Figures
Abstract
Objectives
In breast diffusion weighted imaging (DWI) protocol standardization, it is recently shown that no breast tumor tissue selection (BTTS) method outperformed the others. The purpose of this study is to analyze the feasibility of three fixed-size breast tumor tissue selection (BTTS) methods based on the reproducibility, accuracy and time-measurement in comparison to the largest oval and manual delineation in breast diffusion weighted imaging data.
Methods
This study is performed with a consecutive dataset of 116 breast lesions (98 malignant) of at least 1.0 cm, scanned in accordance with the EUSOBI breast DWI working group recommendations.

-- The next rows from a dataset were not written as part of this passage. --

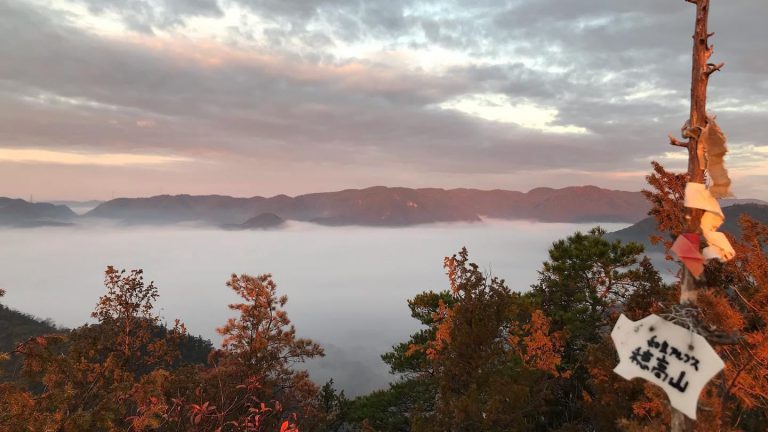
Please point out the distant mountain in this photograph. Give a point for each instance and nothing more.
(260, 222)
(727, 202)
(385, 206)
(641, 231)
(20, 213)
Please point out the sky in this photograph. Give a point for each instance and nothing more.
(108, 98)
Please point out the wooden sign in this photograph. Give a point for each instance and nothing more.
(676, 359)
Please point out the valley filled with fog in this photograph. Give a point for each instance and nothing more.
(347, 287)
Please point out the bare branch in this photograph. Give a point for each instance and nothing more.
(712, 68)
(675, 142)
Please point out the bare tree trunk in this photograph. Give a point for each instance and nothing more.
(700, 72)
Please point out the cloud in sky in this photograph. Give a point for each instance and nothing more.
(292, 96)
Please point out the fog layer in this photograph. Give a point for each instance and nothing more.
(347, 287)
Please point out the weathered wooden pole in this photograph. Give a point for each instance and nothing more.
(701, 70)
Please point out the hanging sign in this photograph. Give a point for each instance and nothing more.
(676, 359)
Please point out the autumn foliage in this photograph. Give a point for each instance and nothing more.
(125, 372)
(486, 358)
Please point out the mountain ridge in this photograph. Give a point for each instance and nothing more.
(385, 206)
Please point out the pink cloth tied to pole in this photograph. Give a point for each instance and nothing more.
(686, 247)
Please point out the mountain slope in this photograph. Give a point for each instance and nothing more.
(20, 213)
(385, 206)
(641, 231)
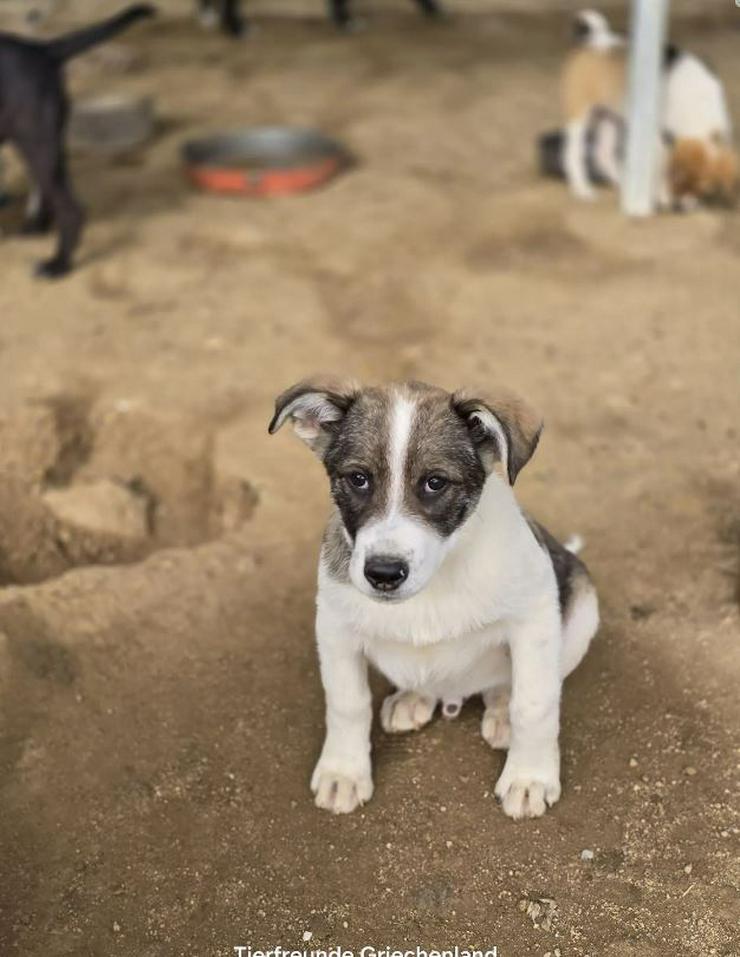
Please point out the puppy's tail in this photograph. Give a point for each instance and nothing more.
(66, 47)
(591, 29)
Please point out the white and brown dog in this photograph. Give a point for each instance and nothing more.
(697, 161)
(430, 572)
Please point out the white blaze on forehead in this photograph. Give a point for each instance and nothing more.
(402, 416)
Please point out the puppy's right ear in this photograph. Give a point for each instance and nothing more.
(316, 407)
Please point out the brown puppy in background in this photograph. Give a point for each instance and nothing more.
(697, 161)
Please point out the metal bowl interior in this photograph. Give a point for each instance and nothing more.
(264, 148)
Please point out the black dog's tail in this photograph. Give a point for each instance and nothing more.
(81, 40)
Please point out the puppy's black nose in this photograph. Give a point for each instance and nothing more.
(386, 573)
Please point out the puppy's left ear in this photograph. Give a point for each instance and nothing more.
(503, 428)
(316, 408)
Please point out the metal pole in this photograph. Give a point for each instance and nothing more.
(647, 36)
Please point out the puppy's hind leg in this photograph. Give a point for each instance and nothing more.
(406, 711)
(574, 159)
(495, 726)
(341, 15)
(232, 21)
(580, 622)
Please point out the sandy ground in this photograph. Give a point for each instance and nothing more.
(159, 718)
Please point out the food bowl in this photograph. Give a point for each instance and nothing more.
(112, 123)
(264, 161)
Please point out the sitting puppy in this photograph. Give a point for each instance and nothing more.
(33, 113)
(694, 108)
(430, 571)
(227, 14)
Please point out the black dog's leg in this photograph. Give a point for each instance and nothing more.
(429, 7)
(232, 20)
(38, 218)
(340, 13)
(48, 167)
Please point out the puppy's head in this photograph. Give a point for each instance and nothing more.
(591, 29)
(407, 464)
(703, 171)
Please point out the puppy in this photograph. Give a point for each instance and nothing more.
(430, 572)
(227, 14)
(693, 108)
(33, 114)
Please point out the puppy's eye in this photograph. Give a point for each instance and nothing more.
(359, 481)
(435, 484)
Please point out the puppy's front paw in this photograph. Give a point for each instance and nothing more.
(527, 791)
(406, 711)
(340, 790)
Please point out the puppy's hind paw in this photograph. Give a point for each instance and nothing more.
(406, 711)
(340, 793)
(525, 795)
(52, 268)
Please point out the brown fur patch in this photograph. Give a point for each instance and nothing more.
(703, 170)
(592, 78)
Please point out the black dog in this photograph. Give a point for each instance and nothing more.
(229, 16)
(33, 114)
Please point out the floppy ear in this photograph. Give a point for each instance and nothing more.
(315, 407)
(503, 428)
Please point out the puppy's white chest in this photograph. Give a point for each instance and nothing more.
(462, 666)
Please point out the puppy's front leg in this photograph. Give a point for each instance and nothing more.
(342, 779)
(574, 159)
(530, 780)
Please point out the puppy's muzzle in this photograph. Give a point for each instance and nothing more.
(386, 573)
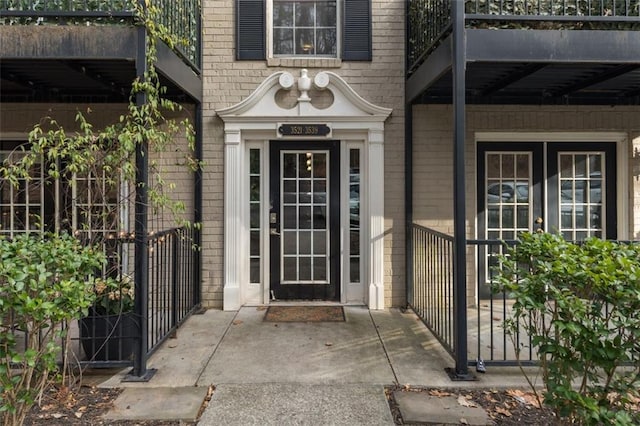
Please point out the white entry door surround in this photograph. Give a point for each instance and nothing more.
(251, 126)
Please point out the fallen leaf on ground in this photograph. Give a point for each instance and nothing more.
(503, 411)
(465, 402)
(439, 393)
(527, 398)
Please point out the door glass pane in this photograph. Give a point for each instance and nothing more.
(354, 215)
(507, 193)
(581, 197)
(305, 268)
(304, 242)
(305, 205)
(254, 219)
(508, 187)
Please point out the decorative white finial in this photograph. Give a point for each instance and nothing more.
(321, 80)
(286, 80)
(304, 85)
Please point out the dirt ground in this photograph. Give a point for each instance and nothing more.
(86, 406)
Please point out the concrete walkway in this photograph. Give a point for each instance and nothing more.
(264, 373)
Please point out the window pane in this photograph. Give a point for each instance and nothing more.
(508, 166)
(326, 14)
(319, 242)
(283, 41)
(326, 42)
(282, 14)
(304, 242)
(254, 182)
(304, 42)
(290, 220)
(319, 268)
(493, 166)
(354, 270)
(290, 242)
(305, 268)
(255, 215)
(255, 243)
(254, 162)
(305, 14)
(581, 165)
(305, 217)
(290, 271)
(255, 271)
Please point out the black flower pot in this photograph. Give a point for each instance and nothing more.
(109, 337)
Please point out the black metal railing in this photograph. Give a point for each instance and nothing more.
(182, 18)
(431, 298)
(173, 295)
(429, 21)
(172, 283)
(432, 282)
(485, 321)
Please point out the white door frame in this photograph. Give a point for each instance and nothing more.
(253, 123)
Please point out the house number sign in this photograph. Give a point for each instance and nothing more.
(319, 130)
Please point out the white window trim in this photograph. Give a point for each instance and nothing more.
(621, 139)
(309, 60)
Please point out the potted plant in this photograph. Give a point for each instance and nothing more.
(110, 330)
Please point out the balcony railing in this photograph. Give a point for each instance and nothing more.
(429, 21)
(182, 18)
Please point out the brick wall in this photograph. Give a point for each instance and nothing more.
(433, 155)
(227, 82)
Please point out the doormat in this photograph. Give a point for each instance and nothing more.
(304, 314)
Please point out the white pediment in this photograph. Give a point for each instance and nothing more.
(263, 102)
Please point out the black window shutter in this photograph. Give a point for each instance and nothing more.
(356, 35)
(250, 29)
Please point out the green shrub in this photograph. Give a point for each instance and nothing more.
(44, 283)
(580, 304)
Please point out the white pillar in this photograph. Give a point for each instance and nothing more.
(232, 219)
(376, 213)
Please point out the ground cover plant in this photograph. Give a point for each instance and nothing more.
(45, 282)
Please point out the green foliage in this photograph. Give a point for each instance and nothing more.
(44, 283)
(111, 151)
(45, 280)
(114, 295)
(580, 304)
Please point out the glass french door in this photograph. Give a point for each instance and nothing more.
(304, 220)
(571, 190)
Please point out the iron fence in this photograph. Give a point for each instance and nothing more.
(432, 282)
(430, 21)
(485, 319)
(430, 295)
(182, 18)
(172, 295)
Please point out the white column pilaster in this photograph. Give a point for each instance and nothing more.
(376, 214)
(232, 219)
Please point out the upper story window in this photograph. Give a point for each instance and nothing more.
(303, 28)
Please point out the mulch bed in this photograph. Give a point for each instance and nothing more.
(304, 314)
(505, 407)
(85, 406)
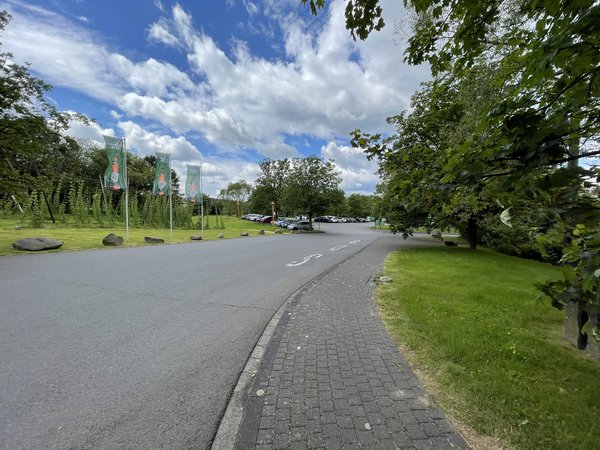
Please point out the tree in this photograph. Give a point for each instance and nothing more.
(310, 185)
(361, 205)
(32, 146)
(270, 184)
(238, 192)
(362, 16)
(547, 53)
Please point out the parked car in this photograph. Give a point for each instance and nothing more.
(299, 225)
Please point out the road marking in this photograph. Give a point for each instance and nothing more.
(339, 247)
(304, 261)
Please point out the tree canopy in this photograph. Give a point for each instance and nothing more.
(513, 106)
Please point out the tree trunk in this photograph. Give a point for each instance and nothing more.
(472, 232)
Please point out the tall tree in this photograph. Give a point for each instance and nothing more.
(270, 183)
(32, 144)
(237, 192)
(310, 186)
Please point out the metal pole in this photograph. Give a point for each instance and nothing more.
(201, 202)
(126, 191)
(170, 200)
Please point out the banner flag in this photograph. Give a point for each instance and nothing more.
(162, 174)
(192, 184)
(114, 175)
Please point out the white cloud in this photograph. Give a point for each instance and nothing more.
(91, 132)
(357, 173)
(322, 85)
(251, 8)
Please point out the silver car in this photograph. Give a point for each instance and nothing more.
(299, 225)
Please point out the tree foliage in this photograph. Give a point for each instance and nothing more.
(310, 186)
(513, 106)
(33, 149)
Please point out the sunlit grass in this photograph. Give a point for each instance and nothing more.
(82, 237)
(490, 349)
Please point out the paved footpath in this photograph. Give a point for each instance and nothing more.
(331, 377)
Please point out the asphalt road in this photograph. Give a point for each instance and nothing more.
(141, 347)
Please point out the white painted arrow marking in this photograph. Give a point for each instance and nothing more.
(304, 261)
(338, 247)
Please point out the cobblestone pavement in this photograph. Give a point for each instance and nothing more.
(331, 377)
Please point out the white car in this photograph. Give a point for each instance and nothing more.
(300, 225)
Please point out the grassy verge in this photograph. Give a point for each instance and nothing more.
(492, 355)
(82, 237)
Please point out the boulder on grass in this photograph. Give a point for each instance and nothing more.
(112, 240)
(37, 244)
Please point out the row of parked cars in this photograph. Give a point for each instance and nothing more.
(283, 222)
(334, 219)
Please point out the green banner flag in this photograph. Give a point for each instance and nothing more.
(162, 174)
(192, 184)
(114, 175)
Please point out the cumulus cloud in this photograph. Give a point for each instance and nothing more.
(321, 84)
(357, 172)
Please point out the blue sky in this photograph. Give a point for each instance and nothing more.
(224, 83)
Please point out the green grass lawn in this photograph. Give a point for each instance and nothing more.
(80, 237)
(489, 349)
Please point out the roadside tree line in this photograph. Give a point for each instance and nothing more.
(501, 143)
(297, 186)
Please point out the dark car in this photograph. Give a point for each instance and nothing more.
(299, 225)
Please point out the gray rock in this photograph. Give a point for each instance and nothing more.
(112, 240)
(153, 240)
(37, 244)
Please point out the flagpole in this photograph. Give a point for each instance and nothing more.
(201, 202)
(126, 191)
(170, 200)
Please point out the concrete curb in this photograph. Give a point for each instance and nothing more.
(232, 419)
(230, 423)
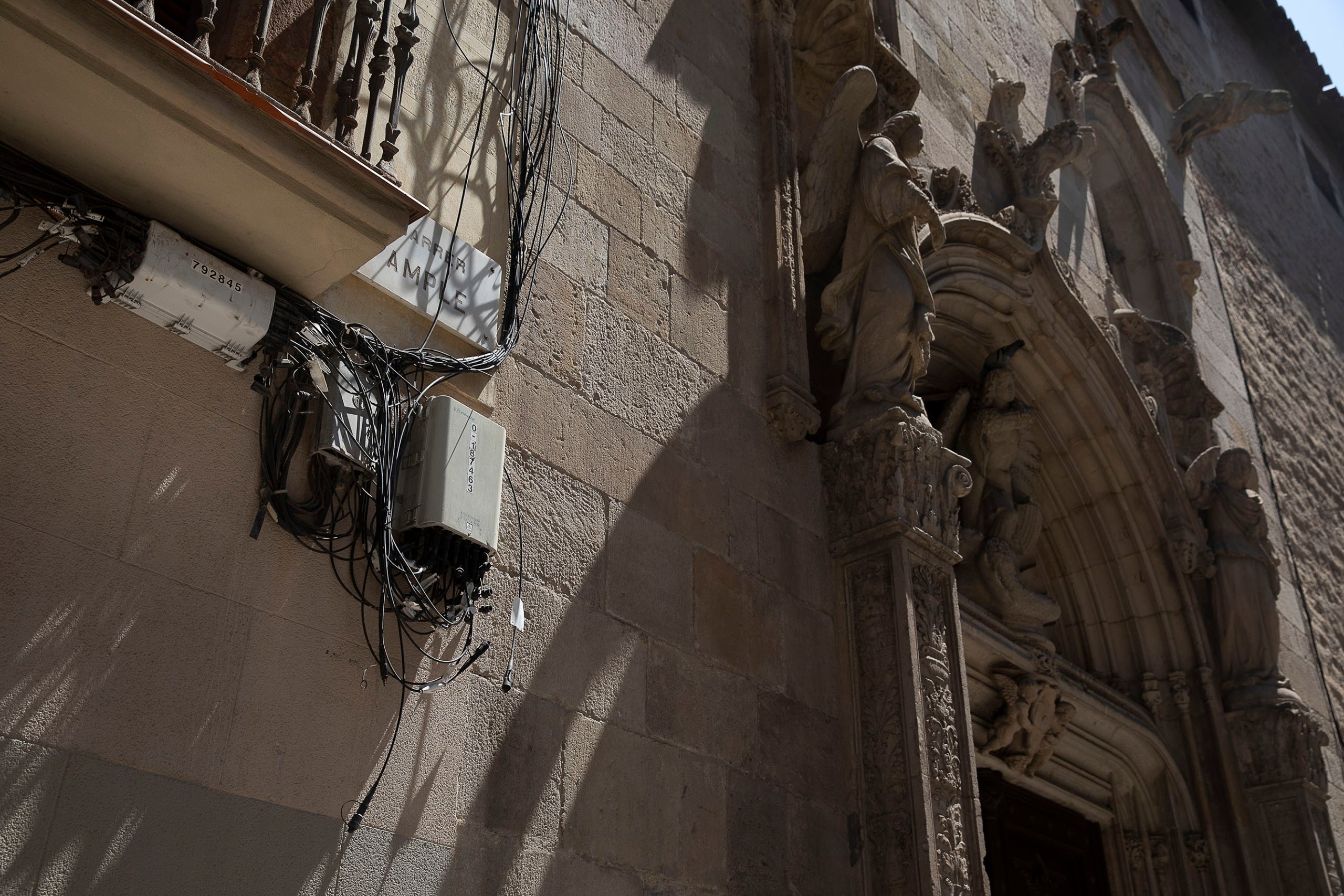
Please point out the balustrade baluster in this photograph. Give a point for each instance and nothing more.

Reproducibility of the maximum size manual (BTTS1) and of the maximal size round/oval (BTTS2) methods were compared with three smaller fixed-size circular BTTS methods in the middle of each lesion (BTTS3, 0.12 cm3 volume) and at lowest apparent diffusion coefficient (ADC) (BTTS4, 0.12 cm3; BTTS5, 0.24 cm3). Mean ADC values, intraclass-correlation-coefficients (ICCs), area under the curve (AUC) and measurement times (sec) of the 5 BTTS methods were assessed by two observers.
Results
Excellent inter- and intra-observer agreement was found for any BTTS (with ICC 0.88–0.92 and 0.92–0.94, respectively). Significant difference in ADCmean between any pair of BTTS methods was shown (p = <0.001–0.009), except for BTTS2 vs. BTTS3 for observer 1 (p = 0.10). AUCs were comparable between BTTS methods, with highest AUC for BTTS2 (0.89–0.91) and lowest for BTTS4 (0.76–0.85). However, as an indicator of clinical feasibility, BTTS2-3 showed shortest measurement times (10–15 sec) compared to BTTS1, 4–5 (19–39 sec).
Conclusion
The performance of fixed-size BTTS methods, as a potential tool for clinical decision making, shows equal AUC but shorter ADC measurement time compared to manual or oval whole lesion measurements. The advantage of a fixed size BTTS method is the excellent reproducibility. A central fixed breast tumor tissue volume of 0.12 cm3 is the most feasible method for use in clinical practice.
Citation: Wielema M, Sijens PE, Dijkstra H, De Bock GH, van Bruggen IG, Siegersma JE, et al. (2021) Diffusion weighted imaging of the breast: Performance of standardized breast tumor tissue selection methods in clinical decision making. PLoS ONE 16(1): e0245930. https://doi.org/10.1371/journal.pone.0245930
Editor: Pascal A. T. Baltzer, Medical University of Vienna, AUSTRIA
Received: October 23, 2020; Accepted: January 8, 2021; Published: January 25, 2021
Copyright: © 2021 Wielema et al. This is an open access article distributed under the terms of the Creative Commons Attribution License, which permits unrestricted use, distribution, and reproduction in any medium, provided the original author and source are credited.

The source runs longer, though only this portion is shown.